In writing this post, I realized that the question of “What do you look for in a running blog” ends up being a Rorschach test of sorts. All of the things I listed in the pro side are things I strive for myself as a blogger. I also really hope that I’ve steered clear of the pet peeves! What about you — What do you look for in a running blog? What are some blogging deal breakers?
Oakland Marathon – week 2 of 7 (with links to dailymile recaps):
Tues: “Strength” workout – 3 x 2 mile @ 9:30/mile (19:00 per interval), with 800 m recovery. Interval splits: 18:50, 18:50,18:55.
8.3 miles @ 9:45/mile.
Wed: Easy run + 7x Cleveland Cascade. Also did planks, clamshells, bridges and a few sun salutes.
3.4 miles (no Garmin = no pace)
Thurs: 6 miles @ marathon pace/effort, with warm-up and cool-down. My mile splits: 9:48, 10:03, 9:44, 9:44, 9:49, 9:48 (average 9:49).
7 miles @ 9:55/mile.
Fri: Long trail run at Redwood Regional. I had planned to run 14 miles, but ended up cutting the run short due to foot pain.
9.6 miles @ 12:42/mile, 1150′ elevation gain
Total: 28.3 miles. With plans to go away Friday to Sunday, I decided to cram all of my runs into 4 days. Since I hardly ever run more than 2 days in a row, I knew I would be pushing the envelope with 4 straight days of running. Indeed, it appears to have caught up to me Friday morning with a sudden onset of foot pain an hour into my run.

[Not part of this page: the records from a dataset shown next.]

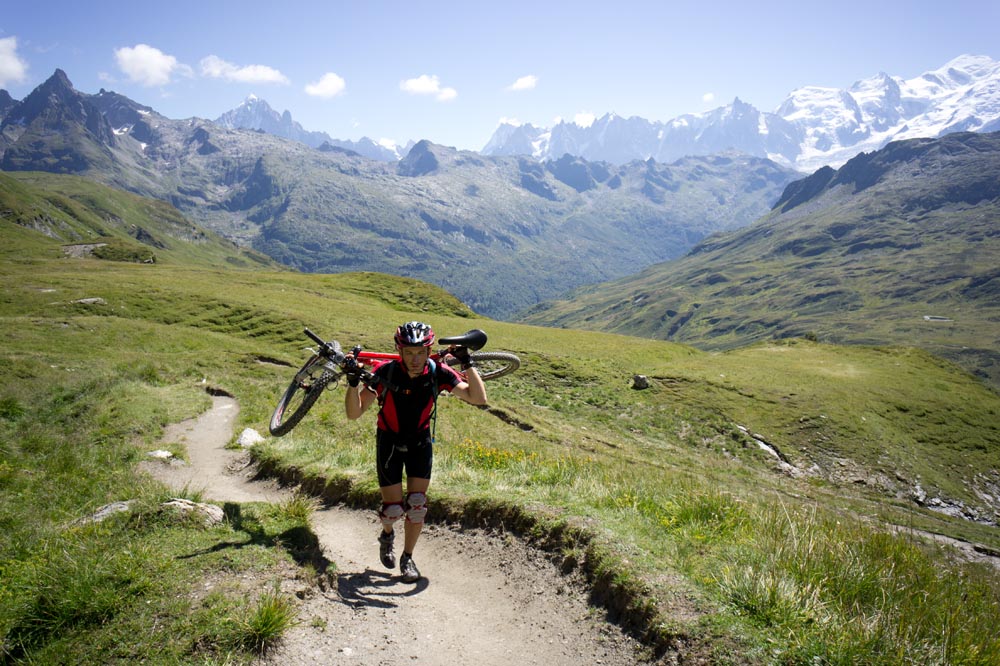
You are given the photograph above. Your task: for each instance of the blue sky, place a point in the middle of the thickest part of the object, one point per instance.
(450, 71)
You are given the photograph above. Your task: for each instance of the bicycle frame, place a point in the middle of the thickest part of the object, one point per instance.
(326, 366)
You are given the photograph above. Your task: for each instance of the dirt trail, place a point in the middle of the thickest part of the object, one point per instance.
(483, 600)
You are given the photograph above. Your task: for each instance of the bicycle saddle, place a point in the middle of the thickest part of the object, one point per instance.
(474, 340)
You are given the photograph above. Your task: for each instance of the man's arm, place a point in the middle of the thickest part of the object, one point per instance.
(357, 399)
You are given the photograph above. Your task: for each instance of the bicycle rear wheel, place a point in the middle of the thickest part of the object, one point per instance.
(493, 364)
(300, 396)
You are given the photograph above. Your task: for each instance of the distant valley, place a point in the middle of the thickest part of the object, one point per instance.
(501, 233)
(900, 246)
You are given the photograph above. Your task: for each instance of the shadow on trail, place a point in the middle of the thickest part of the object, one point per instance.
(300, 541)
(367, 589)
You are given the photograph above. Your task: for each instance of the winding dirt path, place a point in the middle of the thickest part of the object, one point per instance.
(483, 600)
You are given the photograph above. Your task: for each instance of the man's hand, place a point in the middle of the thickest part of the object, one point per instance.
(351, 370)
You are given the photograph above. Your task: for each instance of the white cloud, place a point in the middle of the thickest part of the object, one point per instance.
(584, 119)
(428, 85)
(12, 68)
(147, 65)
(524, 83)
(216, 68)
(329, 85)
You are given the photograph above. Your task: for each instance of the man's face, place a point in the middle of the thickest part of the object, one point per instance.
(414, 359)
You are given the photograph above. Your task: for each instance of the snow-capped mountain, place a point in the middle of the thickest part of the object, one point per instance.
(256, 113)
(813, 126)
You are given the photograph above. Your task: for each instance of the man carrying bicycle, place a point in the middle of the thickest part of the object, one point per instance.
(407, 393)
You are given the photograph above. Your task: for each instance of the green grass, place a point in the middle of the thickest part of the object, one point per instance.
(687, 530)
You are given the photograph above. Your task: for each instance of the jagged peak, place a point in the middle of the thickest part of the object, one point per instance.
(57, 80)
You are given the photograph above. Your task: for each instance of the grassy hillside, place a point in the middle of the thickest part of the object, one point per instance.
(897, 247)
(689, 531)
(112, 224)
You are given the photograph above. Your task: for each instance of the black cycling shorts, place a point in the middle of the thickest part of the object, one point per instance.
(393, 454)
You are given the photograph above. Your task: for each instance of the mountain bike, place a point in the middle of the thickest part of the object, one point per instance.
(327, 365)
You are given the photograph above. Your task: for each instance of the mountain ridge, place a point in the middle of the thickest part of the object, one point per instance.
(454, 218)
(255, 113)
(813, 127)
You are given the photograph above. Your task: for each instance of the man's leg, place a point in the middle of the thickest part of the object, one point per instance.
(415, 515)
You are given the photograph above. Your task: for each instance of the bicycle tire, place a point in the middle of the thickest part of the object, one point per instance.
(492, 365)
(282, 421)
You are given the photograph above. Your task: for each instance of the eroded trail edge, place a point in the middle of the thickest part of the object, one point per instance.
(483, 599)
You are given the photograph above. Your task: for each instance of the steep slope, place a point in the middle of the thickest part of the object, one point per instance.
(898, 246)
(500, 233)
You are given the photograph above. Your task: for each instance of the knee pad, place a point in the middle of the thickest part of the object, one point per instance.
(390, 512)
(416, 507)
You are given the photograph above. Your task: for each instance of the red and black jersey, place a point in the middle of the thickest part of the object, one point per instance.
(407, 409)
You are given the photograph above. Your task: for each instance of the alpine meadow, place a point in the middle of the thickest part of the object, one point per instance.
(756, 419)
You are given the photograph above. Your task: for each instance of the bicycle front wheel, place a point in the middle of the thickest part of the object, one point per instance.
(493, 364)
(300, 396)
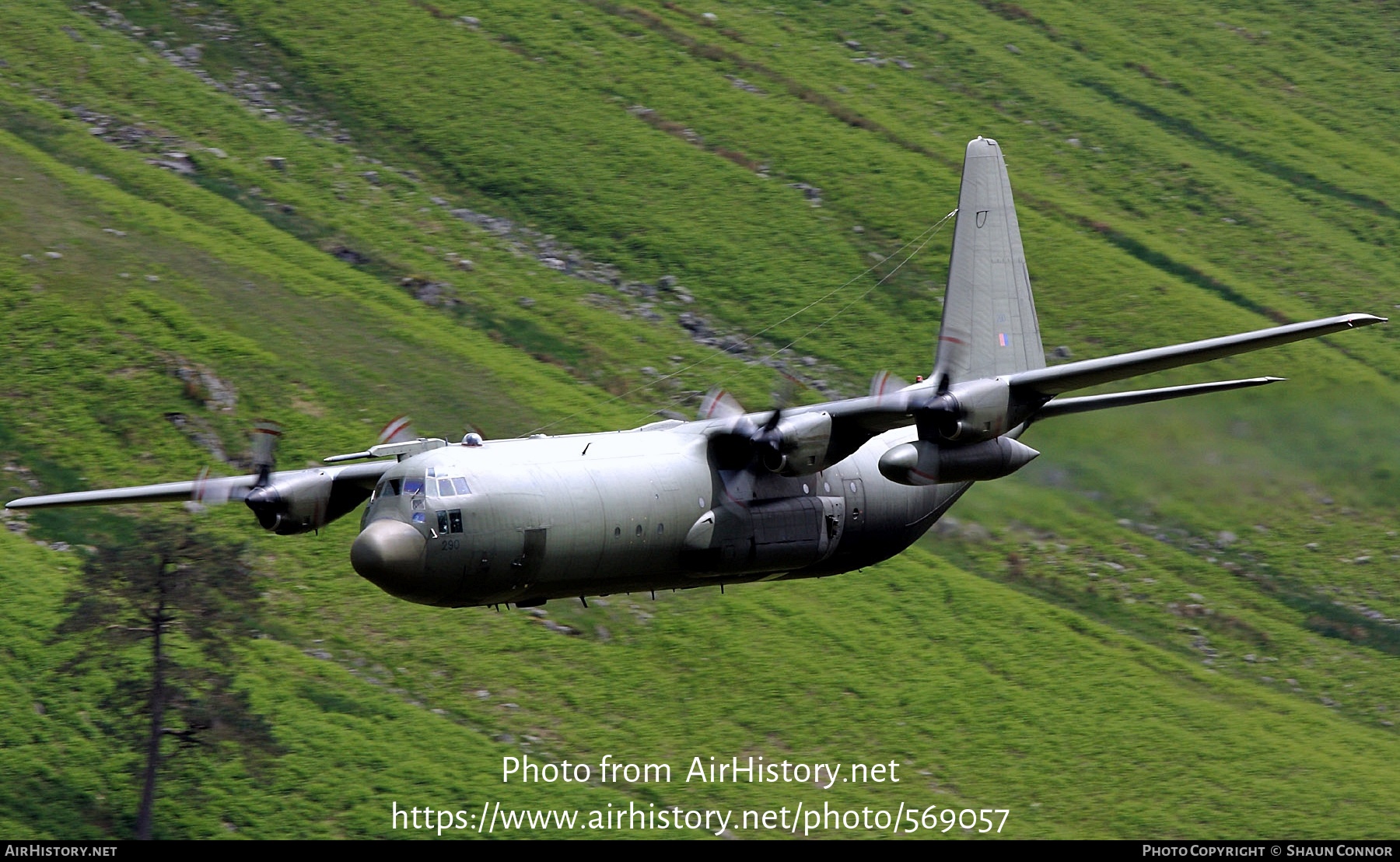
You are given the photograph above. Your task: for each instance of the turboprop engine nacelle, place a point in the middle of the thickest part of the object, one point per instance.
(294, 503)
(924, 462)
(798, 444)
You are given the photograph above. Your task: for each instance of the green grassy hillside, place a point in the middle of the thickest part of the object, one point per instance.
(1176, 623)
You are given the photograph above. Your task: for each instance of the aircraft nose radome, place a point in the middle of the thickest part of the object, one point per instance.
(390, 555)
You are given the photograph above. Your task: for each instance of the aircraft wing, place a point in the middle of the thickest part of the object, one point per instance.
(1091, 373)
(353, 480)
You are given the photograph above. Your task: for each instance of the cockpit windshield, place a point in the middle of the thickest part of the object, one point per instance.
(443, 483)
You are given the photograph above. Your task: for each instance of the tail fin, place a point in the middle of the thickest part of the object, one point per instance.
(990, 325)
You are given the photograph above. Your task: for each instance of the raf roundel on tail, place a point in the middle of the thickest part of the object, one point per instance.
(734, 496)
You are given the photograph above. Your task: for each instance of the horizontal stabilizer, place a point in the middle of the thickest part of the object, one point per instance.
(1143, 396)
(1091, 373)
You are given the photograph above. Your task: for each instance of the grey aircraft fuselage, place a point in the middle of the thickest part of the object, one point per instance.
(597, 514)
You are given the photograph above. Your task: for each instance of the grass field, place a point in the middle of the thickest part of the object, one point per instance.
(1176, 623)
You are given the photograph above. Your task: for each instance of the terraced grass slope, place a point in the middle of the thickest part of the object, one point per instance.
(1179, 622)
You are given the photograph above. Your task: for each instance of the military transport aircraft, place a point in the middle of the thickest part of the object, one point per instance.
(733, 497)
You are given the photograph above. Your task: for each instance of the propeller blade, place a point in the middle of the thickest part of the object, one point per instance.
(885, 384)
(720, 405)
(398, 431)
(265, 448)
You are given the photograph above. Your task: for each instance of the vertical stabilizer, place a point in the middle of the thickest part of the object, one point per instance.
(990, 324)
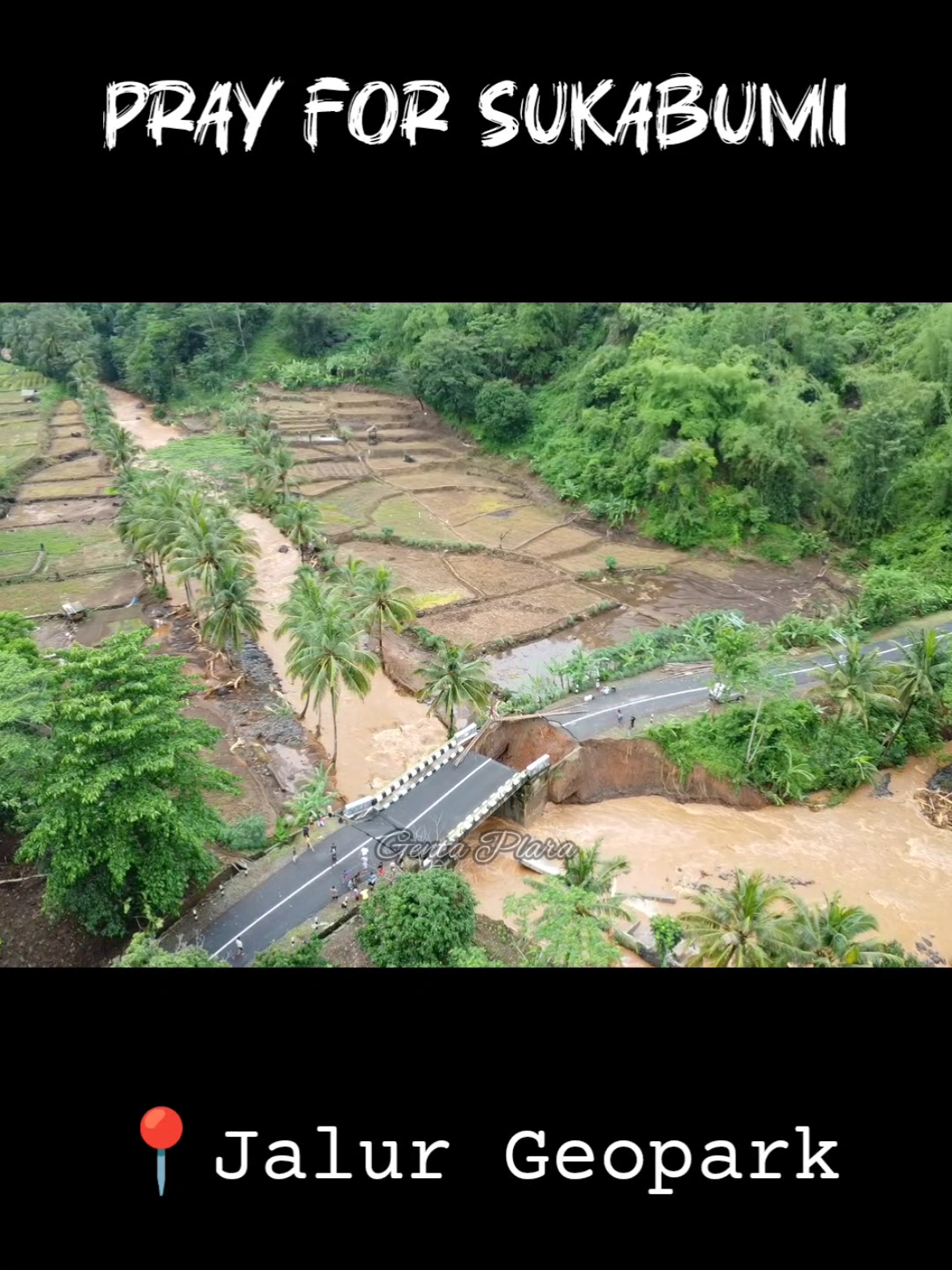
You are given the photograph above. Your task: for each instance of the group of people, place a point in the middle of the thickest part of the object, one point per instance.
(358, 884)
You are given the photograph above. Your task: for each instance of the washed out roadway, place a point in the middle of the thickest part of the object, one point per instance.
(301, 888)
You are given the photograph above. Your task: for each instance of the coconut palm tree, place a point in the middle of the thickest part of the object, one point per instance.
(156, 515)
(829, 935)
(284, 463)
(301, 521)
(454, 679)
(857, 681)
(119, 447)
(325, 652)
(206, 542)
(586, 870)
(229, 611)
(95, 407)
(381, 602)
(240, 418)
(748, 926)
(925, 674)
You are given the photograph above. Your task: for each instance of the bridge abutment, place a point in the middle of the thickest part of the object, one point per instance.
(528, 802)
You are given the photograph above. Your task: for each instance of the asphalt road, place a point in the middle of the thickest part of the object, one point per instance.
(598, 716)
(301, 888)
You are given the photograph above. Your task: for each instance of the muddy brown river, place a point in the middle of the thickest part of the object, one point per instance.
(881, 853)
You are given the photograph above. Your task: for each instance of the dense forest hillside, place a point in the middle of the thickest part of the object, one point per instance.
(791, 428)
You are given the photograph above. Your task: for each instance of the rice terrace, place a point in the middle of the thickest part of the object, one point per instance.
(416, 555)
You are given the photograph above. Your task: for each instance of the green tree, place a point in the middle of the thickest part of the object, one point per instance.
(145, 952)
(24, 718)
(381, 602)
(857, 683)
(747, 926)
(300, 521)
(668, 934)
(325, 648)
(586, 870)
(557, 921)
(829, 935)
(207, 540)
(315, 799)
(503, 410)
(736, 659)
(306, 957)
(923, 674)
(419, 921)
(456, 679)
(122, 824)
(229, 613)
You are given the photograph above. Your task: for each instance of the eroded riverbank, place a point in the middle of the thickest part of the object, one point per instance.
(880, 853)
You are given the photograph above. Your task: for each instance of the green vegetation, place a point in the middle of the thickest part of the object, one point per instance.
(566, 919)
(306, 957)
(249, 836)
(668, 934)
(865, 716)
(325, 641)
(793, 428)
(423, 919)
(147, 952)
(760, 925)
(454, 679)
(114, 798)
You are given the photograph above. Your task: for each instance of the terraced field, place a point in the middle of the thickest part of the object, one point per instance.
(57, 544)
(425, 483)
(21, 423)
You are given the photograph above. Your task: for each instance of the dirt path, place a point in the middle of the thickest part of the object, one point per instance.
(132, 413)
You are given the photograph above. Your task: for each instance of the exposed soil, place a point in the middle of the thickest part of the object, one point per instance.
(452, 492)
(68, 511)
(511, 615)
(592, 771)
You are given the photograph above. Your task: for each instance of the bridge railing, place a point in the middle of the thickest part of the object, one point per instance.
(398, 789)
(489, 805)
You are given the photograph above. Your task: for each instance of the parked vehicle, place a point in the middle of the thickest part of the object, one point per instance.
(722, 695)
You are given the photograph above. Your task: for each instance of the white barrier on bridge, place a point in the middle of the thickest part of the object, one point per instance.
(489, 805)
(401, 786)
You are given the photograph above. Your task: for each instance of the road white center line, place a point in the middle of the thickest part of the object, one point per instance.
(687, 692)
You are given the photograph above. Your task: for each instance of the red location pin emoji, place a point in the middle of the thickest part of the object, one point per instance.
(160, 1129)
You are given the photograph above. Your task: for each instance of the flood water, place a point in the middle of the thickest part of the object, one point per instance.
(880, 853)
(377, 738)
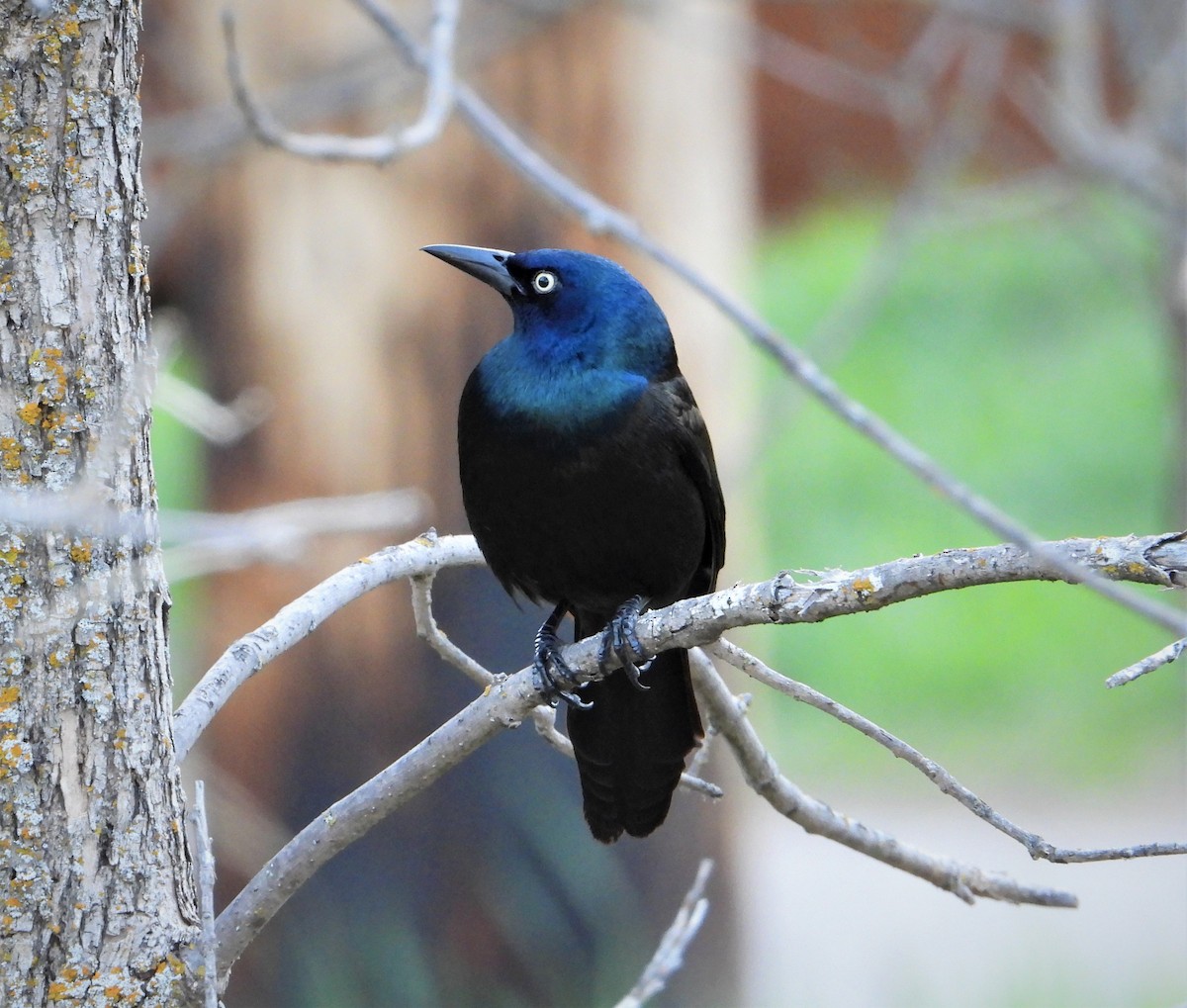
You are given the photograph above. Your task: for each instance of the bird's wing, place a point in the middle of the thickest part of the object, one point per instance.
(697, 458)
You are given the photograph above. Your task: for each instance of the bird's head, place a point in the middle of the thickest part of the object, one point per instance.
(573, 309)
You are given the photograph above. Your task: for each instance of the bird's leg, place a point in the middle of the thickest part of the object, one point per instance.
(556, 677)
(622, 642)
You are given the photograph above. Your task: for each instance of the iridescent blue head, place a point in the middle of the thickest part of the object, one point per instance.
(576, 315)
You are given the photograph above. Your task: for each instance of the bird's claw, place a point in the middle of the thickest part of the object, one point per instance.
(556, 678)
(553, 676)
(621, 641)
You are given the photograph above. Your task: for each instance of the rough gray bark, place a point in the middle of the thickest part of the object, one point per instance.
(96, 897)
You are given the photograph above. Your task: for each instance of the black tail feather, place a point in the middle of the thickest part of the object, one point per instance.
(630, 746)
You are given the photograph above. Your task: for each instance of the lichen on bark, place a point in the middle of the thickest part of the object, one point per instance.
(96, 899)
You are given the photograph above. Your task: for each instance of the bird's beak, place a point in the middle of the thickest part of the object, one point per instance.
(490, 265)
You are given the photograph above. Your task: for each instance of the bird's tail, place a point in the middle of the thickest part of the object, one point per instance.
(630, 745)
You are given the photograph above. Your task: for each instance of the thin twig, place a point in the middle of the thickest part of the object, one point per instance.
(764, 776)
(1149, 664)
(203, 543)
(206, 897)
(219, 422)
(434, 636)
(303, 615)
(670, 955)
(1037, 847)
(381, 147)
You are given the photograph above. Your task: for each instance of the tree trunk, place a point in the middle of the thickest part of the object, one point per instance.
(96, 895)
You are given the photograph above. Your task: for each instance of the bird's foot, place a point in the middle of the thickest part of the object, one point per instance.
(552, 672)
(621, 641)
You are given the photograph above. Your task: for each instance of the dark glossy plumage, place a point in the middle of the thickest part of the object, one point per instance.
(588, 478)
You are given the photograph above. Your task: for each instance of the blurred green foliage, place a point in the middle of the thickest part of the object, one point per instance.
(179, 467)
(1030, 356)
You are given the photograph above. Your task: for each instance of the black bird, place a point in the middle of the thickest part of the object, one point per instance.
(589, 482)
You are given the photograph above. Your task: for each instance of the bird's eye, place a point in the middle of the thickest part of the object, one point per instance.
(544, 283)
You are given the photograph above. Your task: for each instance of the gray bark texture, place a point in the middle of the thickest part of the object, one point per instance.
(96, 894)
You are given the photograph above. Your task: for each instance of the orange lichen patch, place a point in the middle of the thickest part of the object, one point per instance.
(10, 452)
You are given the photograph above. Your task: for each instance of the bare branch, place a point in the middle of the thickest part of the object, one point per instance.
(1149, 559)
(207, 543)
(508, 700)
(1139, 669)
(217, 421)
(381, 147)
(763, 775)
(207, 896)
(1037, 847)
(303, 615)
(504, 704)
(670, 955)
(434, 636)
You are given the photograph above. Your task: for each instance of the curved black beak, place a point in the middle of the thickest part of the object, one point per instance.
(490, 265)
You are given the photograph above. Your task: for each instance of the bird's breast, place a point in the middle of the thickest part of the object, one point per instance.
(594, 510)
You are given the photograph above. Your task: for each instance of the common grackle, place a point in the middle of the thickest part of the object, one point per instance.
(589, 482)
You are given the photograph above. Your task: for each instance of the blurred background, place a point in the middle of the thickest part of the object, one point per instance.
(971, 213)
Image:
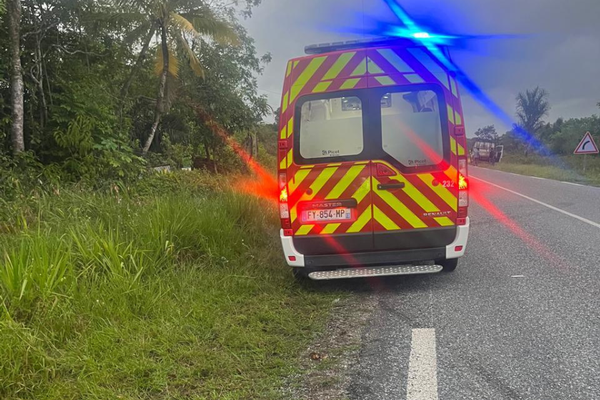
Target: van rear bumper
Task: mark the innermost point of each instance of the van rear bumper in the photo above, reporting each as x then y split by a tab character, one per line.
376	258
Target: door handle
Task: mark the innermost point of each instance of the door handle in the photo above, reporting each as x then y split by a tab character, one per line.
391	186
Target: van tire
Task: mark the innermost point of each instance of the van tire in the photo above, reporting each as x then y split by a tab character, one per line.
448	265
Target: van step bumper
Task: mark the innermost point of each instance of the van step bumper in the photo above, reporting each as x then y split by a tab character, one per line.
369	272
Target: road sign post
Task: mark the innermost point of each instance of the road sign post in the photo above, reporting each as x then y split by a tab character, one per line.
585	147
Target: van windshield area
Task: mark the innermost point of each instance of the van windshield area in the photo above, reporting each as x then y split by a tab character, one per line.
402	126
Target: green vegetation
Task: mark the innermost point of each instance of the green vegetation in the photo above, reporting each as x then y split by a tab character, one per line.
172	288
117	282
568	168
100	101
534	147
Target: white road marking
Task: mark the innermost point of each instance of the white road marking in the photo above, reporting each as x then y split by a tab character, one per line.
422	366
537	177
587	221
573	183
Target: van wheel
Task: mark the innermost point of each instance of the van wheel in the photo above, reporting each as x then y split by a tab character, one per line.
448	265
300	274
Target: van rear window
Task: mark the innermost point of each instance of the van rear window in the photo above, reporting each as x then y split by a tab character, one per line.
331	127
411	128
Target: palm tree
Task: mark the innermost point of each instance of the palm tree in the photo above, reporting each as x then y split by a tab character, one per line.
16	75
182	26
532	106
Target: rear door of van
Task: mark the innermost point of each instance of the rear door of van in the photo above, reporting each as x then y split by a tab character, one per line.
330	194
415	193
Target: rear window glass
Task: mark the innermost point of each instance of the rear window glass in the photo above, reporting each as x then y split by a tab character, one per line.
331	128
411	128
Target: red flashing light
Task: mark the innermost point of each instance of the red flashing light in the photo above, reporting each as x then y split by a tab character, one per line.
283	196
463	184
384	170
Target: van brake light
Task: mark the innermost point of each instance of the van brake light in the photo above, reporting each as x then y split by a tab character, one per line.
284	211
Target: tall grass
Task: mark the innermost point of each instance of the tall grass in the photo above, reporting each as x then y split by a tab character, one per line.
177	293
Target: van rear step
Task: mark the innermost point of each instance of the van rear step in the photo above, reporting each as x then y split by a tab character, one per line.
368	272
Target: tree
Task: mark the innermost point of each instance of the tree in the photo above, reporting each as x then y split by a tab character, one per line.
487	132
182	26
16	75
532	106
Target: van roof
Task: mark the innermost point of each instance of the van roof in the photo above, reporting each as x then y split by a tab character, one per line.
359	64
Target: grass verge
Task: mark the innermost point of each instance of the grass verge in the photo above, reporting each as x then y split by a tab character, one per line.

With next week’s Chabot 30K, I really wanted to log 3 hours on the trails, not to mention the fact that I was hoping to finally reach 30 miles per week… but common sense prevailed, reminding me that there would be no Chabot 30K or Oakland Marathon with a bum foot. I took Saturday and Sunday completely off (well, I did a very easy 1.6 mile hike on Sunday). The plan is to be extra cautious this week, whether that means cutting mileage, slowing down the pace, or downgrading from the 30K to the half marathon on Saturday. The good news is that I went on a short run today and there wasn’t any foot pain. Yay!
To be honest, I’m just a tad worried about my long run fitness going into the Oakland Marathon. I haven’t run more than 2.5 hours in one spurt in months, and if I downgrade to the half marathon on Saturday, that will remain true for another week. I might be able to get one very long run (18-20 miles) in on the weekend of March 8th, but seeing as that’s only 2 weeks out from the race, and since I’ve only been averaging 25-28 mpw up to this point, it doesn’t really make sense for me to do such a long run just to do it. I’ve been reading Hanson’s Marathon Method, which argues against specific long-run mileage (e.g., 20 miles) and instead encourages each runner to base their long run distance on pace and percentage of total weekly mileage. Additionally, an article from Jeff Gaudette makes similar arguments. Both focus on cumulative fatigue and spreading out weekly mileage instead of piling it on during the long run. I’m liking the idea of this approach, not only because it makes me feel better about my lack of long runs, but also because it seems to make the most sense and will hopefully result in lower chance of injury.
In any case, there’s no use worrying about things I can’t control. The next 5 weeks should be quite interesting!